From the AFR this afternoon comes news that Canada is ramping-up its LNG export plans, securing an agreement with Woodside Petroleum to develop an LNG gas export facility Prince Rupert on the Pacific coast – one of ten proposed facilities for exporting gas to Asia that would compete against Australian LNG:
Under the accord, announced overnight Australian time by the government of British Columbia, Woodside has been granted the exclusive right to negotiate a long-term tenure for an LNG export project at a site at Grassy Point…
Woodside’s proposal is one of more than 10 LNG export ventures proposed on Canada’s Pacific coast, where cargoes are expected to target high-priced markets in Asia.
The government is assuming about five of the projects will get built, creating more than 39,000 annual jobs during a nine-year construction period, and 75,000 jobs once the plans are fully operational.
As noted by Houses & Holes last year:
…two Oregon coast projects [Jordan Cove Terminal in Coos Bay, Ore and The Warrenton, Ore., LNG] together add up to 16 million tonnes of additional capacity (which is about the capacity of Gorgon) and would come online in 2018 thus capping any thought of a second round of Australian projects (if approved)…
The Oregon coast is close to Asia and shipping costs are competitive with Australia.

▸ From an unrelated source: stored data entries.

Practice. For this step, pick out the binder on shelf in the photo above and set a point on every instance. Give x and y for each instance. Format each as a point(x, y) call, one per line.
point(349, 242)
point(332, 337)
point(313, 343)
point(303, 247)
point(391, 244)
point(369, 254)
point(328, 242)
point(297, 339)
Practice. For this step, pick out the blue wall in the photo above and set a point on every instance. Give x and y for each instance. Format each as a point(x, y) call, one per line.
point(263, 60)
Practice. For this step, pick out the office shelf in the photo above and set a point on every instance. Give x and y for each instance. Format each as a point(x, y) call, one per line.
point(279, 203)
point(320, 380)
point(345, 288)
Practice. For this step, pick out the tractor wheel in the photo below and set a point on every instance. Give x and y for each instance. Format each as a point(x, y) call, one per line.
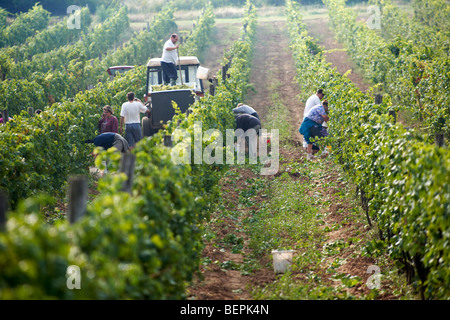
point(147, 128)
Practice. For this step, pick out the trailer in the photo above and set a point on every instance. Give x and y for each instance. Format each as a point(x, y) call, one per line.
point(159, 98)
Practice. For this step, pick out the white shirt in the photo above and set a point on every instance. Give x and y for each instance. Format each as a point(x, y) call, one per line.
point(312, 101)
point(169, 56)
point(131, 110)
point(244, 109)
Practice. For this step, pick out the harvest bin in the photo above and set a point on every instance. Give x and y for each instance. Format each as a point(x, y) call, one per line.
point(160, 101)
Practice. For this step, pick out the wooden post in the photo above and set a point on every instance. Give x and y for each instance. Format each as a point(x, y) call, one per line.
point(439, 139)
point(378, 99)
point(212, 89)
point(77, 198)
point(168, 140)
point(5, 115)
point(224, 72)
point(3, 209)
point(393, 115)
point(127, 166)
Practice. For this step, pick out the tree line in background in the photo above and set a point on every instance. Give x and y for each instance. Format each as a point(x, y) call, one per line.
point(59, 7)
point(56, 7)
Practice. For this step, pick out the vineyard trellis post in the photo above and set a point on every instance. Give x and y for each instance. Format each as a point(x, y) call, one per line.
point(127, 166)
point(5, 115)
point(168, 140)
point(77, 198)
point(439, 139)
point(3, 209)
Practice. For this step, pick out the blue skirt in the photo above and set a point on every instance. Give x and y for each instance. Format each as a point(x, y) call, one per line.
point(305, 129)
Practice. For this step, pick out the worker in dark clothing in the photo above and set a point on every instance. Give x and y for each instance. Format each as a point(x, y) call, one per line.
point(243, 108)
point(245, 121)
point(110, 139)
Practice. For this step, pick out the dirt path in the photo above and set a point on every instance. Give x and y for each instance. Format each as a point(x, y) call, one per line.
point(319, 29)
point(219, 278)
point(269, 63)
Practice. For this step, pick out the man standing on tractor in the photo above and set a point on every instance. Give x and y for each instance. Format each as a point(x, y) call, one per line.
point(169, 60)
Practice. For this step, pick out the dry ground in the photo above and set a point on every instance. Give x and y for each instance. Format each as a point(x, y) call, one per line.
point(273, 61)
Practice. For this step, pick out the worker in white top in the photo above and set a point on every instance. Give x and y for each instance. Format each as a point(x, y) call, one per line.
point(169, 60)
point(312, 101)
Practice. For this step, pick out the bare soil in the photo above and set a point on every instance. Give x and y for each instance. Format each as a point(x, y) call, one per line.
point(339, 58)
point(273, 60)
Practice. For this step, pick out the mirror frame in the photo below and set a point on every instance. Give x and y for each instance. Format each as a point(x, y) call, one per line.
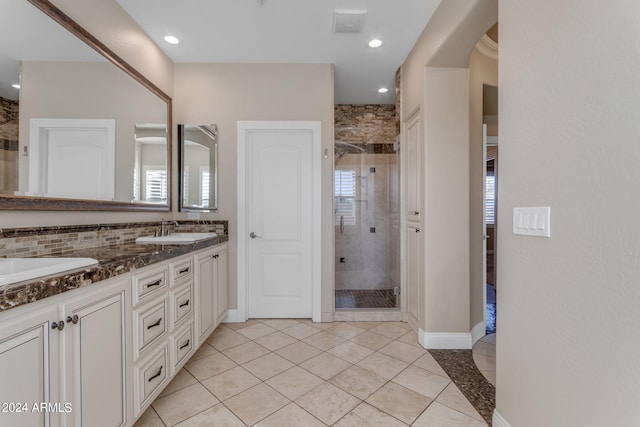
point(189, 208)
point(9, 202)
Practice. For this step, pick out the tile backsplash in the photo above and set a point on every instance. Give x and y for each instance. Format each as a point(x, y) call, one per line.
point(56, 241)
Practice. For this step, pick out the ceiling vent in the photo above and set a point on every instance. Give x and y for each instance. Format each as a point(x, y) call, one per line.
point(348, 21)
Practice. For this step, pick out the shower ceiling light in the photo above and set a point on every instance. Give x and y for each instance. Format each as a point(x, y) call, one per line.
point(171, 39)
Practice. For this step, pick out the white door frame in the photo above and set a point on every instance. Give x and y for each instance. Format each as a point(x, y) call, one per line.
point(244, 128)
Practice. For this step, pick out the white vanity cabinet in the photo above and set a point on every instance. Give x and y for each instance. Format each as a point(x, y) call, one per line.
point(212, 290)
point(29, 367)
point(95, 356)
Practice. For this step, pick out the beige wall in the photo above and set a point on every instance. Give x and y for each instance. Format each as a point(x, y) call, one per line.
point(108, 22)
point(568, 319)
point(225, 93)
point(483, 70)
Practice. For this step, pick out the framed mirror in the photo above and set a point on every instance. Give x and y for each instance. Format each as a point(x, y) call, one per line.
point(83, 130)
point(198, 160)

Both would also have access to cheap American and Canadian gas, after building associated pipelines, and would increase the flow of gas between the two nations, limiting the control authorities have over North American supply, meaning that more gas is likely to seep into Asian markets and suppress prices than many currently think.
…it gives you an outline of the potential threat posed to Australian LNG by North America.